These experiments focused on random walks on percolation clusters. These walks are of interest because the graphs of these clusters are not regular; some vertices have more neighbors than others, hence influencing where a walk can travel. We sought to look at the nature of these walks in terms of recurrence and transience. On an infinite graph, a recurrent walk is defined as one that, with probability 1, returns to its original position infinitely many times. Since we worked on finite graphs to model infinite graphs, we defined a recurrent walk as one that returned to its starting position at some point over the course of the walk. To simulate walks on percolation clusters in an infinite setting, we ran these walks on the maximum cluster of the percolated fractal graphs. We also wanted to look at the relative size of these walks compared to the cluster they were run on. To evaluate size, we looked at the number of distinct vertices that the walk hits compared to the number of vertices in the cluster. We also looked at how far the walks got by computing the distance at each step from the starting position and looking at the farthest point the walk traversed.
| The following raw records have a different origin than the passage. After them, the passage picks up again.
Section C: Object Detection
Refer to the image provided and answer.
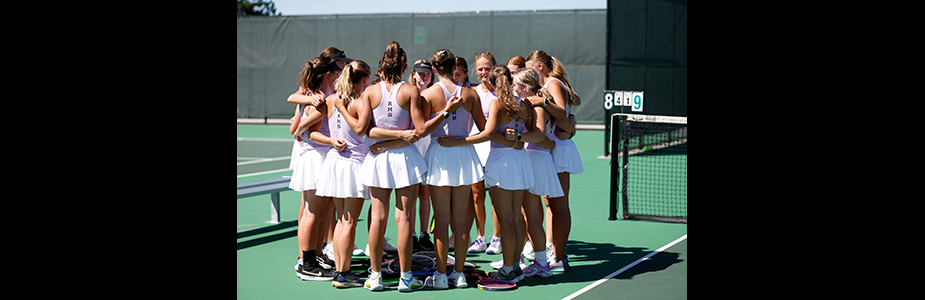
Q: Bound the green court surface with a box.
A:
[237,125,687,300]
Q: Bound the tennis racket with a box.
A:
[382,276,401,287]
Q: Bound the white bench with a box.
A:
[238,176,291,224]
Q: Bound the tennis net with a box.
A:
[610,113,687,223]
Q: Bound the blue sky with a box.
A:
[273,0,607,16]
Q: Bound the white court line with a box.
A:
[562,234,687,300]
[238,155,292,166]
[238,168,292,178]
[238,137,295,143]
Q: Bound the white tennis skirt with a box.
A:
[425,139,485,186]
[552,139,585,174]
[315,155,369,200]
[485,148,536,190]
[289,140,302,170]
[289,149,328,191]
[527,149,565,198]
[360,140,427,189]
[469,125,491,167]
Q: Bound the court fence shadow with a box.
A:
[237,221,299,250]
[518,240,683,286]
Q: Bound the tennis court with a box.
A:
[237,124,687,299]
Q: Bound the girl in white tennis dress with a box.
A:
[316,60,370,288]
[505,68,565,277]
[438,65,545,282]
[421,49,487,289]
[289,57,340,280]
[361,42,459,292]
[526,50,584,271]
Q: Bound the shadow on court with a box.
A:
[518,241,683,287]
[238,221,299,250]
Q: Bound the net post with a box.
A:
[617,115,630,220]
[608,114,620,221]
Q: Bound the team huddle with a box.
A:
[287,42,584,292]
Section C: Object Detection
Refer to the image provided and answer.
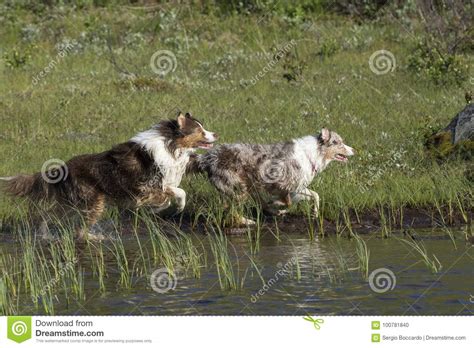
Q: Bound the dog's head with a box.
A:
[176,113,219,149]
[318,128,355,162]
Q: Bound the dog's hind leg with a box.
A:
[291,188,319,215]
[265,192,292,216]
[76,195,105,240]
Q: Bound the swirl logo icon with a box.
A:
[369,50,397,75]
[41,158,69,184]
[7,317,31,343]
[259,160,288,184]
[150,267,178,294]
[369,268,397,294]
[150,50,178,76]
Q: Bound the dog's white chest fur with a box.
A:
[131,129,193,188]
[294,136,327,190]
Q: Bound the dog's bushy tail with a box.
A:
[0,173,56,202]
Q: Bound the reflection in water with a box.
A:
[1,231,474,316]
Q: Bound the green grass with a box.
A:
[0,5,474,314]
[0,6,473,224]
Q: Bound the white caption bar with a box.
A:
[0,316,474,348]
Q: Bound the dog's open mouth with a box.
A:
[334,153,347,162]
[197,141,214,150]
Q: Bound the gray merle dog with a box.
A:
[188,128,354,225]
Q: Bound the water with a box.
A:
[1,230,474,315]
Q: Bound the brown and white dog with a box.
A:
[189,128,354,225]
[2,113,218,239]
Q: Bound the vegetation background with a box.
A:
[0,0,474,223]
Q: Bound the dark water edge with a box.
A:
[0,218,474,315]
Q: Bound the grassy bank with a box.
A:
[0,5,474,226]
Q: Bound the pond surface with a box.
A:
[1,230,474,315]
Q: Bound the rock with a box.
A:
[443,104,474,144]
[425,104,474,160]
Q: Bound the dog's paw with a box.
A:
[85,232,105,242]
[237,216,257,226]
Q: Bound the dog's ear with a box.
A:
[321,128,331,143]
[176,112,186,129]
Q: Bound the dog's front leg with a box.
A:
[291,188,319,214]
[167,187,186,213]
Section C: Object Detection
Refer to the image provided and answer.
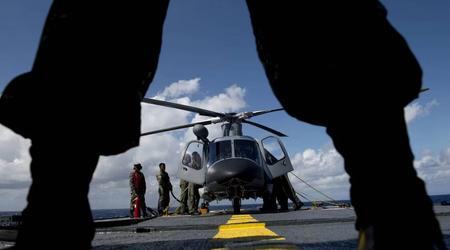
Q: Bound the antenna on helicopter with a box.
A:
[141,98,287,138]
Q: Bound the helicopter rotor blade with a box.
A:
[142,98,226,117]
[237,108,284,119]
[141,118,220,137]
[242,120,287,137]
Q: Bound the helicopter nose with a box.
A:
[207,158,263,184]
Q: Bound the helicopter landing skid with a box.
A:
[227,179,244,214]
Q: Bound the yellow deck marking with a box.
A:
[214,214,285,240]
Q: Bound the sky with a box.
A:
[0,0,450,211]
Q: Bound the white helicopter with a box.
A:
[141,98,293,214]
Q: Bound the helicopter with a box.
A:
[141,98,293,214]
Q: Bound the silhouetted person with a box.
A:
[129,163,147,218]
[0,0,445,249]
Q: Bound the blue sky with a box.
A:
[0,0,450,211]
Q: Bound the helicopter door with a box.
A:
[261,136,294,178]
[177,141,206,185]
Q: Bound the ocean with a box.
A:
[0,194,450,220]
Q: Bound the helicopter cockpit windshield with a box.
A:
[208,141,232,166]
[208,140,261,166]
[234,140,260,165]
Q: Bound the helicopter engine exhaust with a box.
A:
[192,124,209,142]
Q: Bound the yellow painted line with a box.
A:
[214,214,285,240]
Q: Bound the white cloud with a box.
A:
[89,78,246,208]
[405,100,439,123]
[0,78,450,211]
[157,78,200,98]
[289,145,350,200]
[414,147,450,194]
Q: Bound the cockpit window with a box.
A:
[234,140,259,164]
[208,141,231,166]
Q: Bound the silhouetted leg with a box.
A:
[16,138,99,249]
[327,108,442,249]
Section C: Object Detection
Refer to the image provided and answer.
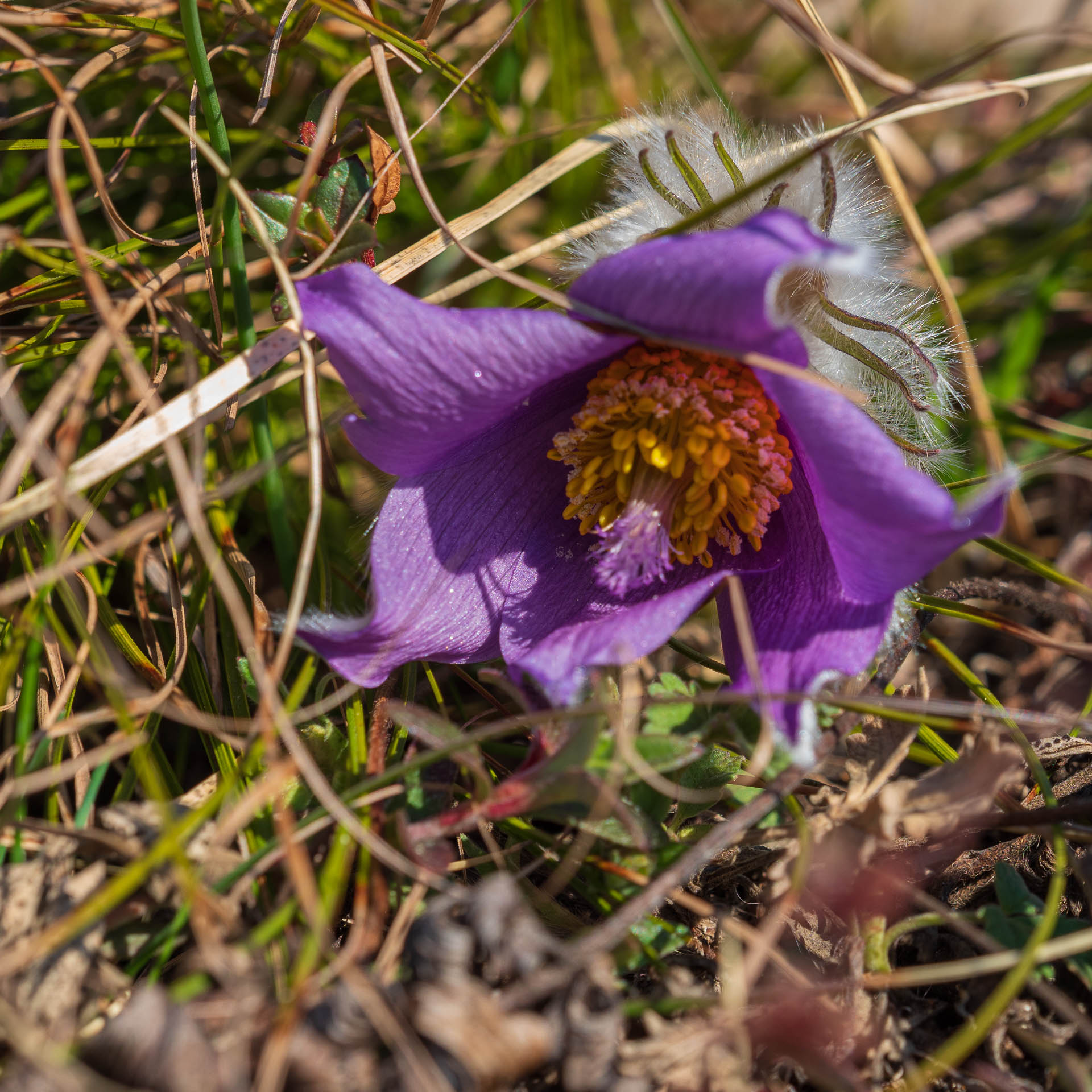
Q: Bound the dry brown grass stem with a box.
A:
[786,0,1034,541]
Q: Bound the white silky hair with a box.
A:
[568,104,961,471]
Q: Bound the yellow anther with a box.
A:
[729,474,750,498]
[648,441,675,471]
[547,344,792,568]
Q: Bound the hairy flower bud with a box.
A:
[569,107,959,470]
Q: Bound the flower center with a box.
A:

The aim of these experiments was to understand the nature of random walk on the Sierpinski Gasket percolated at different probabilities. We already know that the lattice graph yields recurrent walks at every percolation probability (though it is just barely recurrent at p = 1.0), so the hope of these experiments was to understand walks on SG by comparing data with data on the lattice. To minimize the effects of outliers in the data, for each probability we ran multiple walks (either 25 or 100) on 10 distinct clusters and then took averages over all of the data. Each walk had a length of 1,000 steps.